If Mollie is going to succeed in her latest venture then I have to think of ways to try to help her to understand that some aspects of her character are just not going to be tolerated in the outside world and why. I also need to help her to understand what another person may be thinking, their reasons for doing certain things and how they may interpret Mollie’s behaviour towards them. This is made all the harder by the fact that Mollie is highly resistant to any form of teaching, only opens up occasionally and does not like discussing her feelings or being told how to behave.
I have told her that I love her and that she will always have me in this world. However I have also told her that if she wants to interact in the outside world that she needs to learn about neurotypical people and to try to understand them in the same way that I had to learn about her. I have told her that I can help her and that I can teach her in this area but that she has to be wanting and willing to learn therefore she can come to me when or if she ever wants to learn more.
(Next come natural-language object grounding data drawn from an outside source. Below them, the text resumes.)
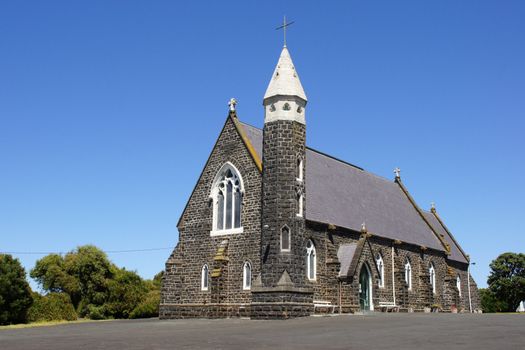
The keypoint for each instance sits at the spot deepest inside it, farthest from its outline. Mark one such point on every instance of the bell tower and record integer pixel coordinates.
(283, 290)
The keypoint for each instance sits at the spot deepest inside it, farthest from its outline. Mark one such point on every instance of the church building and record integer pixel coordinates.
(274, 229)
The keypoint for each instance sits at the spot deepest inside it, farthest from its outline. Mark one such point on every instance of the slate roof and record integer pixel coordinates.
(455, 251)
(346, 196)
(345, 255)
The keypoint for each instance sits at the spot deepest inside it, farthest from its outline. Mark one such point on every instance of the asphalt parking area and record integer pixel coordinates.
(375, 331)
We have discussed the incident with the neighbour and we used role play to try to assist Mollie to see the other person’s point of view and how that person would have viewed Mollie. We left the Ipad in the garden and she pretended to be the neighbour while I narrated what he would have thought “Oh dear, Moll has left her Ipad out, it could get stolen and so I will take it inside and keep it safe for her”. Mollie took the Ipad inside and then I knocked on the door and started to tear a strip off her.
I then proceeded to explain that reacting in the way she had was not very nice for the neighbour because he had only been doing a good turn. I then pointed out that the neighbour would possibly think “I don’t like this young ladies attitude and I won’t be allowing my daughter to play with her again”. When she was in role play she did seem to be able to understand the other side of the coin a little bit more. With Mollie it would appear that she has to actually experience a situation in order to know what it feels like. Her social imagination may appear, on the surface, better than you would typically see in someone with ASD but, in Mollie’s case, it really does appear to be lacking in any depth.
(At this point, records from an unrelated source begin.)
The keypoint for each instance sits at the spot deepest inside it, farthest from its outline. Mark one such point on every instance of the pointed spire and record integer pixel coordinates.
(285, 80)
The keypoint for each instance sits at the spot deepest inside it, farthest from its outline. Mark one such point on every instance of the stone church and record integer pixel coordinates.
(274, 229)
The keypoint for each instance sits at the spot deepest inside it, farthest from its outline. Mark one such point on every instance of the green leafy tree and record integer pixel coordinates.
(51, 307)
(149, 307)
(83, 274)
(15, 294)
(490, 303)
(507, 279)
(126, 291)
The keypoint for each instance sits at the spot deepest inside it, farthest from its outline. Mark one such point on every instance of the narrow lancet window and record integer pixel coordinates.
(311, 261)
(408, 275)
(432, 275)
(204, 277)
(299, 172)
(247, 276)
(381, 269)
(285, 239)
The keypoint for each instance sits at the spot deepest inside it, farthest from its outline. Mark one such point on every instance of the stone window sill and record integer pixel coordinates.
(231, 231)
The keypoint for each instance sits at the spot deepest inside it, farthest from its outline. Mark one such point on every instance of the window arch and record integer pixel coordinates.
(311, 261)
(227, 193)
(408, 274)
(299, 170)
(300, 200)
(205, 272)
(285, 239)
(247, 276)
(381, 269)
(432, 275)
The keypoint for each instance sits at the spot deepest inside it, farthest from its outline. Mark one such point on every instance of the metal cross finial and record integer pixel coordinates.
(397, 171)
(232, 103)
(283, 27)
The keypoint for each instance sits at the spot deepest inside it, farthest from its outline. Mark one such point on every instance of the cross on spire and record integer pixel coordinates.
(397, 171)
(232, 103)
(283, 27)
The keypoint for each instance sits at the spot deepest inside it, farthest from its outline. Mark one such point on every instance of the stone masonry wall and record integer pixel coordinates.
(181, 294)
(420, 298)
This doesn’t mean that Mollie doesn’t have the ability to feel true empathy at an emotional level but simply that we may need to find a new way of uncovering it for her.
My friend Julia has PDA and she has extremely good empathy compared to Mollie and indeed to most people. So, as PDA is a spectrum condition I am sure that difficulties with empathy can vary between individuals and I can only speak from my experiences of Mollie. However I only know Julia as an adult and so I cannot speak for how she perhaps expressed herself or appeared to others as a child. Was her empathy always there naturally or is it something that has become much better with maturity? Time will tell for Mollie but hopefully the more I can learn and understand her the more successful ‘Team Sherwin’ will become.